YouTube endorses ultra-fast video consumption with “Jump Ahead” feature


YouTube has begun experimenting with a “Jump Ahead” button that would allow users to automatically skip to the best part of the clip. AI will decide what that is.

In the era of hyper-connectivity and the unforgiving digital battlefield, no one denies that the phenomenon of shrinking social media attention spans is real. Various studies have shown that the average attention span has been dropping – and fast.

Let it fall further, YouTube has seemingly decided. The Google-owned video platform is now trying out a feature that allows users to jump to the best parts of a clip.

“We’re running a very small experiment in the US for a Premium-only feature that combines user-watched behavior data and AI to help identify the next best point a viewer particularly wants to skip ahead to,” the on-camera host of the “Creator Insider” channel on YouTube said.

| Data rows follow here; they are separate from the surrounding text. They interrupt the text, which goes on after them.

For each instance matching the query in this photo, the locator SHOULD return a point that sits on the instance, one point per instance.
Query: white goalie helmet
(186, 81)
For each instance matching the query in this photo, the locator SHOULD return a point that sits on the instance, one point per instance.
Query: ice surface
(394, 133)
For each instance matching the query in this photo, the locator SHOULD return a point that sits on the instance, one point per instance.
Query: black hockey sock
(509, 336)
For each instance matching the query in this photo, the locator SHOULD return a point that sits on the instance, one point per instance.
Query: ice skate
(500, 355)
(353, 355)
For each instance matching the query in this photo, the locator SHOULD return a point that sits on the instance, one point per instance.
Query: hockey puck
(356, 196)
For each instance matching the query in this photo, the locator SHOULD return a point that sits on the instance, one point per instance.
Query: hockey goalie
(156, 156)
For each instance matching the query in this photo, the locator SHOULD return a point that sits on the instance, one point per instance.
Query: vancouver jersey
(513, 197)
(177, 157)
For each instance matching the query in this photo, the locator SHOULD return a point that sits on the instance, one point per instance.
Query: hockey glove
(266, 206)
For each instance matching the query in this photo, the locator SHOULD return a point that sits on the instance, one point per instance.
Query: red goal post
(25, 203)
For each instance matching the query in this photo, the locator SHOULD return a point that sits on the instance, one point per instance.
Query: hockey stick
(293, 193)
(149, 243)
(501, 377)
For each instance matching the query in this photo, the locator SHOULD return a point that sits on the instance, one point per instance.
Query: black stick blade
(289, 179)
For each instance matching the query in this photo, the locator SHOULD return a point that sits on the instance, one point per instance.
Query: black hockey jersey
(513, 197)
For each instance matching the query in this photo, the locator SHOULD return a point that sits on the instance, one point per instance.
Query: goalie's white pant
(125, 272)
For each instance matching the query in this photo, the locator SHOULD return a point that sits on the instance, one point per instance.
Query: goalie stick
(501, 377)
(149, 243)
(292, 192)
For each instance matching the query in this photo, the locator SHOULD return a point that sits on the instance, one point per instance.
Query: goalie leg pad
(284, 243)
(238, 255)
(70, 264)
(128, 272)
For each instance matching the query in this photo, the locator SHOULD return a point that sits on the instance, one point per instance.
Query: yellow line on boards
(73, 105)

If a viewer is already double-tapping to skip ahead (10 seconds) on what is considered an “eligible segment,” YouTube will display a “Jump Ahead” button.

The button will then take the viewer to what the data and AI tells them is the next point in the video that the viewer “may be aiming for.” Last year, users could already press and hold on a clip for 2x speed but the option was removed later.

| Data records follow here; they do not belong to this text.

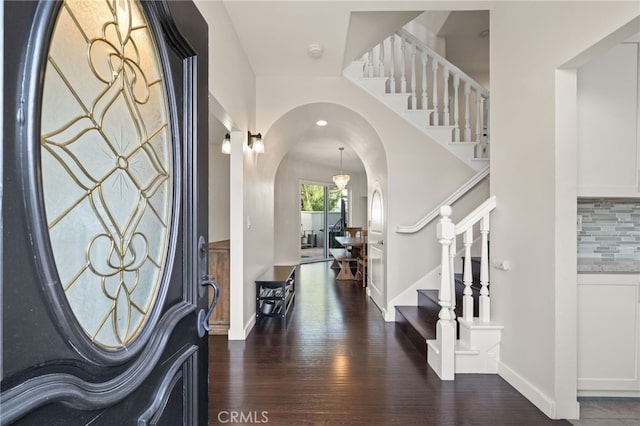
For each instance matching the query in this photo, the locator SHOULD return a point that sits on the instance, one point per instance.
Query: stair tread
(423, 321)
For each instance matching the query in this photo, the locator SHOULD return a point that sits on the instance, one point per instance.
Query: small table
(355, 243)
(345, 256)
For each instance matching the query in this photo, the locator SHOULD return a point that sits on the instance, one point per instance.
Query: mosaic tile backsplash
(610, 231)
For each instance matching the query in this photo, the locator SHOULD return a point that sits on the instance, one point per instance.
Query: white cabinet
(608, 335)
(608, 116)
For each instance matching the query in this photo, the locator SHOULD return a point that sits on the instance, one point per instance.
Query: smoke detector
(314, 50)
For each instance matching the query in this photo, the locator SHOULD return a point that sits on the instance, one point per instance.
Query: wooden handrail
(474, 217)
(433, 214)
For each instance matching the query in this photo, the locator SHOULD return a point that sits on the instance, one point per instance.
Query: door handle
(203, 317)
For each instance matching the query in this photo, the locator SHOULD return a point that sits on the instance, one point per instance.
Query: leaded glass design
(107, 166)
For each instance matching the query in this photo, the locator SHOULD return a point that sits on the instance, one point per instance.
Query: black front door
(104, 205)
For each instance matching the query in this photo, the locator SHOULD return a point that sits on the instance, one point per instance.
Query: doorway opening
(324, 212)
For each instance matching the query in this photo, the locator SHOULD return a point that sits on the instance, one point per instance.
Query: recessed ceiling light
(314, 50)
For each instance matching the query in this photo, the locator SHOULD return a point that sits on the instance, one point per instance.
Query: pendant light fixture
(342, 179)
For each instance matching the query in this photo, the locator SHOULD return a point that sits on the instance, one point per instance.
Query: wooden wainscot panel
(219, 270)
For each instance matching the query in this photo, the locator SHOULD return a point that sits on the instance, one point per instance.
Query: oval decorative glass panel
(107, 166)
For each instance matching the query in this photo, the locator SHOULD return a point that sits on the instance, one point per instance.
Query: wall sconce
(255, 143)
(226, 144)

The channel is run by YouTube’s creator-facing technical team, so the experiment is definitely real. The feature will also be available to creators who are watching their own videos, even if they do not have YouTube Premium.

Sure, the experiment is small – but it can be significant because it will most likely be expanded. For instance, previously, YouTube introduced similar functionality in the form of a graph integrated into a video's progress bar that shows you the "most replayed" parts of that video.

Initially, the most replayed feature was similarly exclusive to YouTube Premium subscribers, so there's always a chance that, if proven popular and effective, “Jump Ahead” could become an all-access option in the future.

Still, even YouTube Premium alone is growing fast. In February, YouTube surpassed 100 million Premium and Music subscribers worldwide.

No surprises there – many decide to dole out a few bucks because they’re annoyed by oh so many ads. The new experimental feature is not available on free YouTube – presumably so that users wouldn’t skip past the money-making ads.

The platform made more than $31 billion in ad revenue in 2023. It has also reportedly targeted consumers using ad blockers. Early in 2024, users took to Reddit to complain about YouTube slowing video loading, presumably to target ad blocker users.